Indisches Springkraut. Stammt aus dem Himalaya und gilt als schwach giftig. Die Grünteile werden daher zum Essen nicht verwendet, die schönen lilafarbenen Blüten, die sich Ende Juni zeigen, können roh in kleinen Mengen den Salat bereichern. Das Beste sind die Samen, deren Ernte im September viel Spaß bereiten kann. Bei Berührung schleudern die reifen Fruchtstände die Samen heraus, die man am besten mit einem Papiersackerl einfängt. Sie werden wie Nüsse verwendet, können roh oder angeröstet genossen werden und schmecken herrlich knackig und walnussartig.
Indische Scheinerdbeere. In ihrem Herkunftsland China ist sie ein Heilkraut und wird auch zum Verzehr der Beeren angebaut. Diese sehen unseren Walderdbeeren ähnlich, haben aber nicht deren intensives Aroma. Wartet man einige Zeit nach Rotfärbung der Früchte und erntet sie erst ab August, ohne Erwartung von Erdbeeraroma, so haben sie durchaus Fruchtgeschmack und sind eine feine, farbige Zutat in Wildkräutersalaten.

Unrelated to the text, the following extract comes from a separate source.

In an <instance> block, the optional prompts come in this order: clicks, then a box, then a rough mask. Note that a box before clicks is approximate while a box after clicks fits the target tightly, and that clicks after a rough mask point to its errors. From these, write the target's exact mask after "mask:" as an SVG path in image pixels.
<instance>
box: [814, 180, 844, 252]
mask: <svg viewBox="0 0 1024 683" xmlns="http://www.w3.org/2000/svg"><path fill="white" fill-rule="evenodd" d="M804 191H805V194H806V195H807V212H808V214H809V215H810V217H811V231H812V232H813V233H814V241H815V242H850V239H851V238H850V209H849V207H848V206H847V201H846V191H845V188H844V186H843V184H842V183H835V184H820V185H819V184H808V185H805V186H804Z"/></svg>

Kanadische Goldrute. Kam aus Nordamerika zu uns und verbreitet sich invasiv. Die dickeren oberen Triebspitzen können im Mai, solange sie noch elastisch sind, geerntet werden. Sie werden geschält (die Schale schmeckt bitter) und ergeben, wie Spargel zubereitet und mit Kräuterbutter abgerundet, ein feines Gericht. Ganz junge Blätter können roh als Salatzugabe verwendet werden. Die Triebe werden mit zunehmendem Wachstum rasch sehr bitter. Im Spätsommer sind die üppigen gelben Blüten, herb und honigartig, in kleinen Mengen Salatzugabe oder können eingezuckert als Süßspeisendekoration verwendet werden.